January 8, 2016

Mechanical Properties of Nanomaterials Are Altered Due to Electric Field, UW Researchers Find


TeYu Chien, a UW assistant professor in the Department of Physics and Astronomy, uses a
low-temperature scanning tunneling microscope in his lab to observe nanomaterials.
Chien is the lead author of a paper that appears in the journal Scientific Reports. His research
determined that the electric field is responsible for the alteration of the fracture toughness of
nanomaterials, which are used in state-of-the-art electronic devices. (UW Photo)

(January 8, 2016)  Mechanical properties of nanomaterials can be altered due to the application of voltage, University of Wyoming researchers have discovered.

The researchers, led by TeYu Chien, a UW assistant professor in the Department of Physics and Astronomy, determined that the electric field is responsible for altering the fracture toughness of nanomaterials, which are used in state-of-the-art electronic devices. It is the first observed evidence that the electric field changes the fracture toughness at a nanometer scale.

This finding opens the way for further investigation of nanomaterials regarding electric field-mechanical property interactions, which is extremely important for applications and fundamental research.
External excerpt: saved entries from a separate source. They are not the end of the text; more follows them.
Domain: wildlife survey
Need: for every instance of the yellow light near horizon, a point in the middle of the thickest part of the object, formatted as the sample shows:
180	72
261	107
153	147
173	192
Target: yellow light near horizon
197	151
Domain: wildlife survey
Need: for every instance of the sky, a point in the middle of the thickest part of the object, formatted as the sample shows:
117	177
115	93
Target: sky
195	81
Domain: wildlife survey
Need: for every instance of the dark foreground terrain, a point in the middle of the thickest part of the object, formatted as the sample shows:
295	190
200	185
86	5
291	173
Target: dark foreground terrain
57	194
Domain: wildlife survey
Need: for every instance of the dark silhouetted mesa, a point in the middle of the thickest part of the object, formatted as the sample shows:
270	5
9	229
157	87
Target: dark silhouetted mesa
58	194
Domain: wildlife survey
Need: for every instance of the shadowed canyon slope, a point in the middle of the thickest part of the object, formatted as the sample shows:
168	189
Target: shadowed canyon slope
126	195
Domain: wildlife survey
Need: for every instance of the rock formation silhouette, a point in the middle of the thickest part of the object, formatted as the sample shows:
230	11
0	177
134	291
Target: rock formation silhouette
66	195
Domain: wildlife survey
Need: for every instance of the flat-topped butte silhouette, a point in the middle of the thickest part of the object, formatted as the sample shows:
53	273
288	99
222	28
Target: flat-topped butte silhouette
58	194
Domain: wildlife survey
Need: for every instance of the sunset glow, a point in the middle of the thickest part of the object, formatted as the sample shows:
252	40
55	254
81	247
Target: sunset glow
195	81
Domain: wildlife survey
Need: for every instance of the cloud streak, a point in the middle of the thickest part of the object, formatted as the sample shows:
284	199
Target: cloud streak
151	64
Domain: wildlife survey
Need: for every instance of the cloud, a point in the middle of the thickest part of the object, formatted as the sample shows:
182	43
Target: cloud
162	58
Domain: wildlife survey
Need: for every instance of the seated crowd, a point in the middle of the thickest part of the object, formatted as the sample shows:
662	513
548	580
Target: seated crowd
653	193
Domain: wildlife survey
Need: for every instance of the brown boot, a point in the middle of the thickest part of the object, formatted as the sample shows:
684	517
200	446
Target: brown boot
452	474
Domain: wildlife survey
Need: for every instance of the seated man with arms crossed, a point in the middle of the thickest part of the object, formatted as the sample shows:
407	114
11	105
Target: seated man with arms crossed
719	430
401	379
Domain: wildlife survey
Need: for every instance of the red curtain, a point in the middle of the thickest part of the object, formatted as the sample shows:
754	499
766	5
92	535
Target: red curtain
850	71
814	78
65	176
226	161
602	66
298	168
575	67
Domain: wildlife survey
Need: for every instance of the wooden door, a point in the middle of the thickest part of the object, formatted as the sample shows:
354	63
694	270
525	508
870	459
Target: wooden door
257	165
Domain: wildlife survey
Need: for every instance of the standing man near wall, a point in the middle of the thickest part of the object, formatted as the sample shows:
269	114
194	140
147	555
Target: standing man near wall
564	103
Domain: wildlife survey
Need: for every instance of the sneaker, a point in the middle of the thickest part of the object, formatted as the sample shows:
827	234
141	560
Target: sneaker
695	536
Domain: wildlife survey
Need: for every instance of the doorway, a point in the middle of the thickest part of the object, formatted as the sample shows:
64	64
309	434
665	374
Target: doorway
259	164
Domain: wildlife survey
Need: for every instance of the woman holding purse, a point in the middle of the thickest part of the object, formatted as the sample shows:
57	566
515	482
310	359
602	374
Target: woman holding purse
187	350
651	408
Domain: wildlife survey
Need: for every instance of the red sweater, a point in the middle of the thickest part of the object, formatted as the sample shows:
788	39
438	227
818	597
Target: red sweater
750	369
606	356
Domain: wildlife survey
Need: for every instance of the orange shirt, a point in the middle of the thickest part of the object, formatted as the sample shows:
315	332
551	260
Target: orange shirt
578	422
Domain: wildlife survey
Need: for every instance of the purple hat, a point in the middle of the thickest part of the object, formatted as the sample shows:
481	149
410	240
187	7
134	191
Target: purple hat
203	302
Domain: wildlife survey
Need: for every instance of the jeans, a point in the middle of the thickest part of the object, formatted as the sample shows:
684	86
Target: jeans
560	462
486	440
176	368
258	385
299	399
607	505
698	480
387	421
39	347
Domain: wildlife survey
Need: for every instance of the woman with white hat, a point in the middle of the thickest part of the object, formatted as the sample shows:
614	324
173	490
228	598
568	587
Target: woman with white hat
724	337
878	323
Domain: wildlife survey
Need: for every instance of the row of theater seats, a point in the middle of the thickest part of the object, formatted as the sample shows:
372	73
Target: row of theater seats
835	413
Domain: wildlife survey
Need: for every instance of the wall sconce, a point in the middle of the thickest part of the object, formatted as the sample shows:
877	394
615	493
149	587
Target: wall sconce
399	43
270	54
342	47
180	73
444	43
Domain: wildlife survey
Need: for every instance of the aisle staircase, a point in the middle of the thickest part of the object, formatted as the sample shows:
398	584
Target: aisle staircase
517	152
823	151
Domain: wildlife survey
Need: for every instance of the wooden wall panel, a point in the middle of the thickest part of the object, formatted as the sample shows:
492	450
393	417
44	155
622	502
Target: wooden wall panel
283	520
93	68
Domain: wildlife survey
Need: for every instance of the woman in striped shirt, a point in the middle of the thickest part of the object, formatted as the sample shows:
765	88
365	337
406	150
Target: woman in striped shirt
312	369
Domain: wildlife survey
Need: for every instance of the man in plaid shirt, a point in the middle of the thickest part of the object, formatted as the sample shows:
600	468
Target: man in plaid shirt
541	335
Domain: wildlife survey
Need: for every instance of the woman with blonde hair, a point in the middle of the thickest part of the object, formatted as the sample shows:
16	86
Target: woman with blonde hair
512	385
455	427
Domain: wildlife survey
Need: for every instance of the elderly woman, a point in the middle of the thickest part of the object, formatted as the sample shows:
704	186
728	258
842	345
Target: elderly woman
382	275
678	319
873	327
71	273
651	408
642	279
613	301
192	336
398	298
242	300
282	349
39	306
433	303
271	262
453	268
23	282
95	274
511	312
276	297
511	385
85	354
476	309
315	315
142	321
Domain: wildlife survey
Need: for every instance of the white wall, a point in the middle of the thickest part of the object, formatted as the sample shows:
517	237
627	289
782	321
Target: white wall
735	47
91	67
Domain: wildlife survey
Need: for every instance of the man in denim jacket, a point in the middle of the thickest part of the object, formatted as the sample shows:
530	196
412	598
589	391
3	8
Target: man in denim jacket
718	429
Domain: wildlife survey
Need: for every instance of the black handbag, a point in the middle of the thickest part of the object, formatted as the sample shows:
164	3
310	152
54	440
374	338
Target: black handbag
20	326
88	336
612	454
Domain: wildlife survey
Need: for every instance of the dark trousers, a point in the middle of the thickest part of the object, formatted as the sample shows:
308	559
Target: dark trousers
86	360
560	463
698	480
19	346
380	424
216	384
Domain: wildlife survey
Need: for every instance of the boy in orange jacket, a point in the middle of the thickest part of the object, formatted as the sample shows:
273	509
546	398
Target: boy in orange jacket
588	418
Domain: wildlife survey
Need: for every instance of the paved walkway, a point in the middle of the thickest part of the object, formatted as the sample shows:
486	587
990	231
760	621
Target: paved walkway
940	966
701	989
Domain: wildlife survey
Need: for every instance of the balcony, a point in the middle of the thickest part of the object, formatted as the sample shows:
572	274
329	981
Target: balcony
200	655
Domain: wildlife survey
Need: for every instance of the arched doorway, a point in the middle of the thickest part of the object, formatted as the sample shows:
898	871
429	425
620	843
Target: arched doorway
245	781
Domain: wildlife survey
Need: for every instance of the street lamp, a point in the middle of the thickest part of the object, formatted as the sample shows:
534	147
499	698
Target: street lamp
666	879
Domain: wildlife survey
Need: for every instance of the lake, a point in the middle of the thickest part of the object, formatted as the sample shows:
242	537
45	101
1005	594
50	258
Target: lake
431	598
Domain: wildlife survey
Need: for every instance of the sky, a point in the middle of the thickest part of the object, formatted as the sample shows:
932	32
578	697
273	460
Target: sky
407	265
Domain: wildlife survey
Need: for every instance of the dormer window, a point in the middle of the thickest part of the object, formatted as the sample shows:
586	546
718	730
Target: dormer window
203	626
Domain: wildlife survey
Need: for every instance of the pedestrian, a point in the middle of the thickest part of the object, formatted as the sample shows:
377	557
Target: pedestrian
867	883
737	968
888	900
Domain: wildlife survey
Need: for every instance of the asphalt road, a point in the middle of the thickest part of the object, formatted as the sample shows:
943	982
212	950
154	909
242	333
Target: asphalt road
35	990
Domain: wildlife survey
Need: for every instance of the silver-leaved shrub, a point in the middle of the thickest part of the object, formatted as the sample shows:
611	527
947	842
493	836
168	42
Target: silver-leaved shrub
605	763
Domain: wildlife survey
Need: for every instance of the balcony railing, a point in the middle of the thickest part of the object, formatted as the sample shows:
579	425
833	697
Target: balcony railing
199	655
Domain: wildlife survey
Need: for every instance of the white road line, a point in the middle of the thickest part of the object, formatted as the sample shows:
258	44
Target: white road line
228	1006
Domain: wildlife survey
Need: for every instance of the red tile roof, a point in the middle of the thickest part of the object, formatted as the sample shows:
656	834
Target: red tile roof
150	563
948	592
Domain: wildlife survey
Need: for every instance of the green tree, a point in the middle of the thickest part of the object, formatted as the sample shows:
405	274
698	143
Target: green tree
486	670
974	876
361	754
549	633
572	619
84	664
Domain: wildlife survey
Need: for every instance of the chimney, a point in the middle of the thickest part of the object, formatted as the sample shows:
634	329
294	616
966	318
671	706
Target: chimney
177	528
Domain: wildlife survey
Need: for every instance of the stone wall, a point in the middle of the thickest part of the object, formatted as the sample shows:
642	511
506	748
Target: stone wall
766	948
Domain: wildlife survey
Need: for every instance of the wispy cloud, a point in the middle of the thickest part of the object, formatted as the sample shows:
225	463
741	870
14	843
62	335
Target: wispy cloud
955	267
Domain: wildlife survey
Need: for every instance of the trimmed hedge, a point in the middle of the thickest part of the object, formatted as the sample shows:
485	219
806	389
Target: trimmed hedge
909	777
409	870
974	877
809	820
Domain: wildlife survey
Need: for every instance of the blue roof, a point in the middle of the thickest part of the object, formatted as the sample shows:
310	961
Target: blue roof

Chien is the lead author of a paper, titled “Built-in Electric Field Induced Mechanical Property Change at the Lanthanum Nickelate/Nb-doped Strontium Titanate Interfaces,” that was recently published in Scientific Reports. Scientific Reports is an online, open-access journal from the publishers of Nature. The journal publishes scientifically valid primary research from all areas of the natural and clinical sciences.

Other researchers who contributed to the paper are from the University of Arkansas, University of Tennessee and Argonne National Laboratory in Argonne, Ill.

Chien and his research team studied the surfaces of the fractured interfaces of ceramic materials, including lanthanum nickelate and strontium titanate with a small amount of niobium. The researchers revealed that strontium titanate, within a few nanometers of the interfaces, fractured differently from the strontium titanate away from the interfaces.

The two ceramic materials were chosen because one is a metallic oxide while the other is a semiconductor. When the two types of materials come into contact with each other, an intrinsic electric field will automatically be formed in a region, known as the Schottky barrier, near the interface, Chien explains. The Schottky barrier refers to the region where an intrinsic electric field is formed at metal/semiconductor interfaces.